Hey, it works for us. :slight_smile:

Once upon a time, during a very long night of studying for finals, my friends and I created an entire hierarchy of men. All men fit into a category in our tree. It included “assholes,” “douchebags,” “geeks,” “nerds,” “dorks,” etc. Anyway, we coined a new word that night to describe a category heretofore without a name:

Rangstangler - this is the breed of men, almost invariable in their teens or twenties, usually stocky or heavy, who wear the button-up shirts with the flames at the bottom. They are usually a little sensitive and in madly unrequited love.

There’s also the Aberstangler, who dresses only in Abercrombie & Fitch. There is a personality that tends to go along with this too. Not that I judge people by their appearances or anything. :wink:

We also started a tradition of extending the word “sure” into about eight syllables when it’s a single-word reply. For other single word replies, we always appended a normal “sure.” Examples: sure don’t, sure do, sure won’t, sure will, sure have, sure wanna, etc.
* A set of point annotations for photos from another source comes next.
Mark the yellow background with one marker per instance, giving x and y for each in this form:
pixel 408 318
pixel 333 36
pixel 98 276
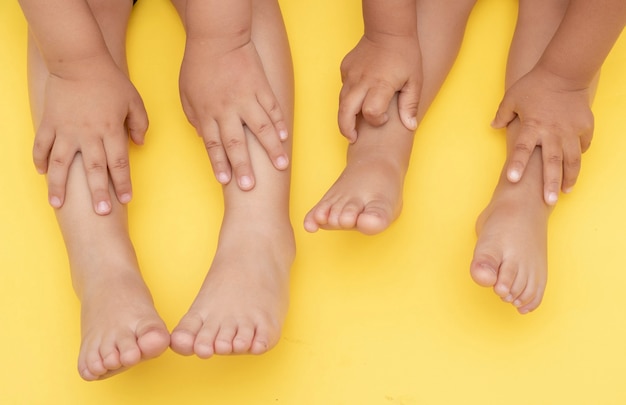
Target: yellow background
pixel 390 319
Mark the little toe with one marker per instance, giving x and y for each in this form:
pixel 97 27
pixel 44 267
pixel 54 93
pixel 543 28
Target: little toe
pixel 373 219
pixel 152 340
pixel 184 335
pixel 347 219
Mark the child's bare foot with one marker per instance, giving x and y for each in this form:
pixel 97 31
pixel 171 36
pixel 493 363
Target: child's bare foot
pixel 510 254
pixel 367 196
pixel 120 326
pixel 243 301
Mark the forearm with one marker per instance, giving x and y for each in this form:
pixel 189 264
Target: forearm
pixel 389 18
pixel 66 32
pixel 227 22
pixel 584 39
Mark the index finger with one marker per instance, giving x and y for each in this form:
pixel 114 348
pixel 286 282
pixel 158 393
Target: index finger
pixel 350 104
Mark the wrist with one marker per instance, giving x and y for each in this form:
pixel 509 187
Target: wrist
pixel 562 76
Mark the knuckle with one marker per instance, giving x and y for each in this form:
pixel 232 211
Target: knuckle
pixel 120 163
pixel 233 143
pixel 573 163
pixel 554 158
pixel 212 144
pixel 263 128
pixel 95 167
pixel 524 148
pixel 273 108
pixel 371 111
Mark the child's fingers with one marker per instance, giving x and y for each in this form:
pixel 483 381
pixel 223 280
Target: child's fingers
pixel 42 147
pixel 350 103
pixel 408 102
pixel 552 156
pixel 210 133
pixel 270 104
pixel 96 170
pixel 505 114
pixel 522 149
pixel 61 158
pixel 376 104
pixel 119 168
pixel 571 165
pixel 236 147
pixel 137 121
pixel 262 127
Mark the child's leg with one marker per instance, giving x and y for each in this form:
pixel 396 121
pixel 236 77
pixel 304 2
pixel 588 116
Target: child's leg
pixel 510 254
pixel 367 196
pixel 243 301
pixel 120 326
Back in the days of my mispent youth, when cruising around Isla Vista (the student ghetto next to UCSB), if a particularly hot young woman was spied nearby, one would acknowledge her allure with a double ring (“ling ling”) of one’s bicycle bell. This (maybe not so) subtle cue would cause all of us look around to see who was being so honored.
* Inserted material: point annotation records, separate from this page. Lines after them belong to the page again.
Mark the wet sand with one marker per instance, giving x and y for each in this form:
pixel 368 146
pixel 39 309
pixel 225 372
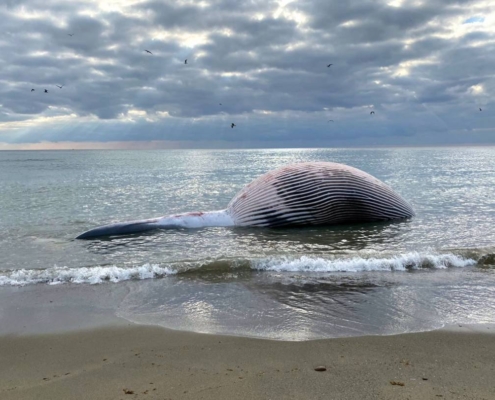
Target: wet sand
pixel 142 362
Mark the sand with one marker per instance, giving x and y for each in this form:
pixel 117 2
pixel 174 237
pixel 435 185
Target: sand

Hence a hot chick is still known as a “linger” amongst my circle of friends. I still expect this term to enter the popular lexicon. We actually had a bike bell mounted under the table at Sam’s To Go so that one could acknowledge hot chicks without getting up from one’s pitcher of beer.

Hmmm, it’s pretty hot out, I may have to go out to Isla Vista for lunch this week.
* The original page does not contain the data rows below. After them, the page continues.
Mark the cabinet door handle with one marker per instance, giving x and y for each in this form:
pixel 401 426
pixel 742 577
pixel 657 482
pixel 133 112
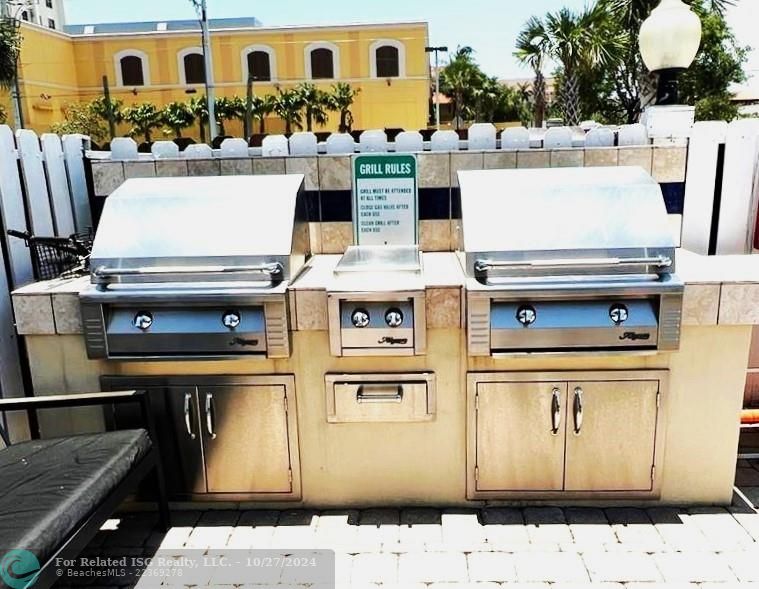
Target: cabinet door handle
pixel 578 410
pixel 209 416
pixel 187 418
pixel 556 412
LIR - LOL in Real Life, for when we actually do laugh out loud
twatjack - semi-acronym for “that was just a chance to use the word…”. ie: I’m feeling labile today (twatjack labile)
hamas - means dumbass. Started when I said “ur a dumas” and my friend said “dumas is that party in palestine right?”

“Graminaceous.”

Of course, lots of people use this word – but the sense it developed in my peer-group over the past fifteen years is a bit more specialized:

The Forbidden Zone is totally graminaceous.” (“If you’re considering watching The Forbidden Zone, you’ll want to smoke a joint first.”)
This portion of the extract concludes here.